血の契り

2007年5月6日 更新
(6)

〜魔王の告白〜

 その時、人間界と魔界を繋ぐ、古の魔法がかけられた扉が開かれるのを感じた。

 それは、自分に訪れた幾度目かの契約の誘いであった。その確かな回数など記憶にも残っていない。交わしたのは一度だけであり、後は無視し続けてきた。

 今度も無視するつもりであった。契約するか否かは魔物の意志に任されているのだ。契約したくなければ魔導士の前へ姿を現さなければいいのだ。

 扉が何を根拠にして相手を選ぶのか、余りにも遠い昔の魔法故に、その理由を知る事は出来ない。が、私には契約する気などまったくないというのに、どうして扉は、再び私を選んだというのだろうか。酷な事をするものである。

 他に人間と契約する事によって、二つの世界を行き来したいと願う魔物は、山のようにいるというのに、契約の意志のない私に無視された魔導士の卵は、それでその道を閉ざされてしまうのだ。

 だからと言って、同情して契約するなど御免であった。そんな煩わしいものに己の自由を束縛されるなど、考えるにも値しない。

 遠い昔に一度だけ結んだ契約は、私の心に蟠りを残して終わった。契約した人間が死んだからだ。二人の間に何があったかは、あえて語るまい。

 ただ、それから私が悟った事は、人と魔物は相容れぬ存在だということであった。

 ただでさえ、魔界を支配する四天王の1人、青龍としして多忙を極める私が、何故、人の助けをせるばならないとうのか。一体、人が私に何をしてくれるというのか。

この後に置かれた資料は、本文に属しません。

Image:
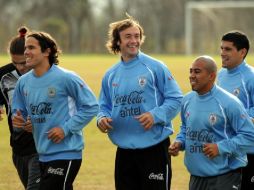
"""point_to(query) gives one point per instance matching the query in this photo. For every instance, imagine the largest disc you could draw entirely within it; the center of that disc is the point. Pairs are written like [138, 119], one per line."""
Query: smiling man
[237, 77]
[215, 133]
[138, 100]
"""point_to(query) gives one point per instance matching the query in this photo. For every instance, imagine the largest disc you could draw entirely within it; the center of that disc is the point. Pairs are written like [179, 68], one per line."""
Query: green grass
[97, 170]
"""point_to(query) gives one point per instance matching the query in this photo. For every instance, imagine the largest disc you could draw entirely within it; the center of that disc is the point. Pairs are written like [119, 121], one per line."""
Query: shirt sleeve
[104, 99]
[171, 94]
[241, 127]
[85, 101]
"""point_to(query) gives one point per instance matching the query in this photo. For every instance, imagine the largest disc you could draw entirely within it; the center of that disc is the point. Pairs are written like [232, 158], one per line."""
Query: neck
[42, 68]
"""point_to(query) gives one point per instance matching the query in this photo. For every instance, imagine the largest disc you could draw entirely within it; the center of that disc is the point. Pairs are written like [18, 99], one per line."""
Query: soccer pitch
[97, 170]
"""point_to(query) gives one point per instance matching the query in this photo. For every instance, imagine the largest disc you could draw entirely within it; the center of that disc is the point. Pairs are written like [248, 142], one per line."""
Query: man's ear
[243, 52]
[47, 52]
[212, 76]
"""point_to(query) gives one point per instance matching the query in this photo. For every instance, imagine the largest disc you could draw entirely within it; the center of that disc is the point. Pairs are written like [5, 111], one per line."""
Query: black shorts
[143, 169]
[59, 174]
[228, 181]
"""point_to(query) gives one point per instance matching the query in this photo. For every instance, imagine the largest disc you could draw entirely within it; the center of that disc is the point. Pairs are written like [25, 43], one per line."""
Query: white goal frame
[190, 6]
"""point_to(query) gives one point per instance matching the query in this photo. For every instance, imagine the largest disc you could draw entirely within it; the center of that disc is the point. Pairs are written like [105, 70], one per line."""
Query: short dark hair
[239, 39]
[17, 44]
[47, 41]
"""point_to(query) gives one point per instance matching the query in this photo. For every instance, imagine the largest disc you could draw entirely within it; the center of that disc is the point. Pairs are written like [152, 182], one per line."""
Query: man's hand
[146, 120]
[1, 113]
[18, 120]
[174, 148]
[210, 150]
[56, 134]
[104, 124]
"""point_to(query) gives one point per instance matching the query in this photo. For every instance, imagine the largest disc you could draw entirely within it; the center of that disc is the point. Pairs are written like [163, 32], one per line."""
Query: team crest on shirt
[51, 92]
[212, 119]
[236, 92]
[142, 81]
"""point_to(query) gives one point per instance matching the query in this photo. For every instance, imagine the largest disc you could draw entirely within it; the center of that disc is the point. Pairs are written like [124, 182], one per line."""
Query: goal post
[193, 5]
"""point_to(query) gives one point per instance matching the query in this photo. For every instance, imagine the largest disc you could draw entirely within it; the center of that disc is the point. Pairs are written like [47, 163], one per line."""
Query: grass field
[97, 170]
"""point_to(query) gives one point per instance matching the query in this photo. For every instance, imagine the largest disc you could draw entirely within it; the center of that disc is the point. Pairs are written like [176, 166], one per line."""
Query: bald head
[203, 74]
[209, 63]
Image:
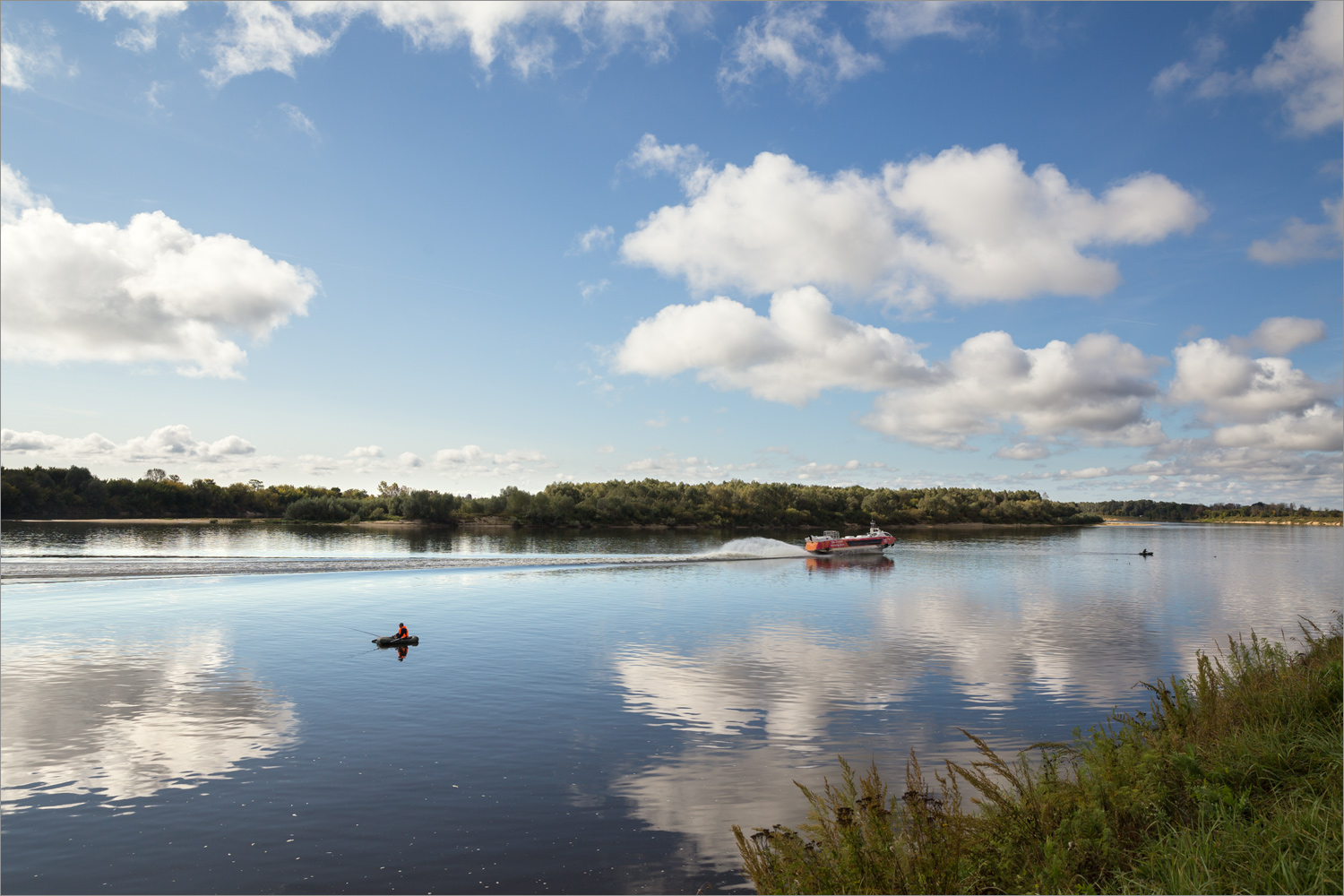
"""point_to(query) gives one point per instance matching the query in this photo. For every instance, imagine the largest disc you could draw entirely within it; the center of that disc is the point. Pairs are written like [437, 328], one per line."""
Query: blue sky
[1089, 249]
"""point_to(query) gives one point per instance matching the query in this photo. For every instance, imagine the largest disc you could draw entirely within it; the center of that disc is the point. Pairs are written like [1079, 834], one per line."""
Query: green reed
[1230, 783]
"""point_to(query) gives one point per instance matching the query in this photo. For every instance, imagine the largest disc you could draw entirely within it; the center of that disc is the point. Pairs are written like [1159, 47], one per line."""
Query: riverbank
[1230, 783]
[504, 522]
[1112, 520]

 何かを期待して、裏切られるという苦い思いなど、二度と味わいたくない。だから、私は今回も無視するつもりであった。

 どんな相手なのだろうか?と、思ったのは、ほんのきまぐれであった。慌しい毎日の連続に、少し疲れていたのかもしれない。否、魔王たるものが疲れるなどという事は絶対になく、言い換えるのならば、少し退屈していたというのが、本当のところだろうと思う。

 そう、退屈していたのである。

 その人物は扉から出てくると、辺りの風景をキョロキョロと落ちつきなく見渡して、楽しんでいるようであった。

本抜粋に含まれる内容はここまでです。